You are viewing a plain text version of this content. The canonical link for it is here.
Posted to dev@nifi.apache.org by Bryan Bende <bb...@gmail.com> on 2017/11/01 14:34:51 UTC

Re: FetchSFTP vs GetSFTP

The list-fetch approach sounds correct, and the micro acquisition
cluster (if necessary) also sounds like a good idea.

Regarding multiple hosts, the connection pooling in FetchSFTP does
account for that. Its basically a map from the hostname string to a
holder of connections for that hostname.

-Bryan

On Tue, Oct 31, 2017 at 7:55 PM, Ryan Ward <ry...@gmail.com> wrote:
> Yep that's exactly how I have it set up with a push to RPG. Is that
> preferred? I just started playing with it to be honest. I can see how it
> could be tricky if you have to pull from multiple servers each flow file
> could potentially have a different sftp host address in the queues.
>
> All together we have to pull from about 60 servers.

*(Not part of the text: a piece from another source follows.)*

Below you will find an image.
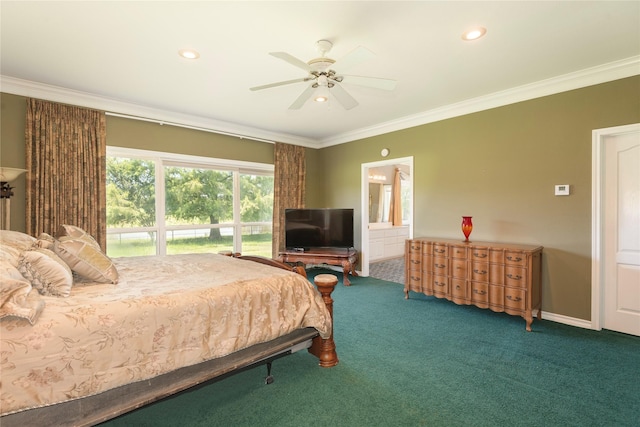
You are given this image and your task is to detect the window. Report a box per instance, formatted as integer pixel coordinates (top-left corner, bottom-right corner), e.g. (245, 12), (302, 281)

If this doesn't work
> out with the list/fetch  I plan to have a micro acquisition cluster just
> for gets.
>
> Ryan
>
> On Oct 31, 2017 4:26 PM, "Bryan Bende" <bb...@gmail.com> wrote:
>
>> Ryan,
>>
>> The 10 seconds appears to be a hard-code rule in the processor,
>> although it seems like it could be turned into a configurable
>> property.
>>
>> It would require a code change to make it grab a batch of flow files
>> during a single execution. In theory it shouldn't provide that much of
>> a difference, but might be an interesting experiment. It makes the
>> code more challenging to write though, not that that's a reason not to
>> do it.
>>
>> If you have a 5 node cluster, you are doing List on primary node and
>> then redistributing the results to all the nodes via an RPG so all
>> nodes can fetch?
>>
>> -Bryan
>>
>>
>> On Tue, Oct 31, 2017 at 3:43 PM, Ryan Ward <ry...@gmail.com> wrote:
>> > Joe/Bryan Thanks!
>> >
>> > I believe the one specific file per concurrent task/connection (and too
>> > many threads) is the issue I have we have a lot of small files and often
>> > times backed up . I'm going to drop the task count to take advantage of
>> the
>> > pooling. Is it possible to have Fetch do batches vs a single file? Would
>> > that improve throughput? Also is that 10 seconds configurable?
>> >
>> > Some background: I'm converting 2 single nodes into a 5 node cluster and
>> > trying to figure out the best approach.
>> >
>> > Thanks again!
>> >
>> >
>> >
>> > On Tue, Oct 31, 2017 at 2:56 PM, Bryan Bende <bb...@gmail.com> wrote:
>> >
>> >> Ryan,
>> >>
>> >> Personally I don't have experience running these processors at scale,
>> >> but from a code perspective they are fundamentally different...
>> >>
>> >> GetSFTP is a source processor, meaning is not being fed by an upstream
>> >> connection, so when it executes it can create a connection and
>> >> retrieve up to max-selects during that one execution.
>> >>
>> >> FetchSFTP is being told to fetch one specific file, typically through
>> >> attributes on incoming flow files, so the concept of max-selects
>> >> doesn't really apply because there is only thing to select during an
>> >> execution of the processor.
>> >>
>> >> FetchSFTP does employ connection pooling behind the scenes such that
>> >> it will keep open a connection for each concurrent task, as long as
>> >> each connection continues to be used with in 10 seconds.
>> >>
>> >> -Bryan
>> >>
>> >>
>> >> On Tue, Oct 31, 2017 at 11:43 AM, Joe Witt <jo...@gmail.com> wrote:
>> >> > Ryan - dont know the code specifics behind FetchSFTP off-hand but i
>> >> > can confirm there are users at that range for it.
>> >> >
>> >> > Thanks
>> >> >
>> >> > On Tue, Oct 31, 2017 at 11:38 AM, Ryan Ward <ry...@gmail.com>
>> >> wrote:
>> >> >> I've found that on a single node getSFTP is able to pull more files
>> off
>> >> a
>> >> >> remote server than Fetch in a cluster. I noticed Fetch doesn't have a
>> >> max
>> >> >> selects so it is requiring way more connections (one per file?) and
>> >> >> concurrent threads to keep up.
>> >> >>
>> >> >> Was wondering if anyone is using List/Fetch at scale? In the multi
>> TB's
>> >> a
>> >> >> day range?
>> >> >>
>> >> >> Thanks,
>> >> >> Ryan
>> >>
>>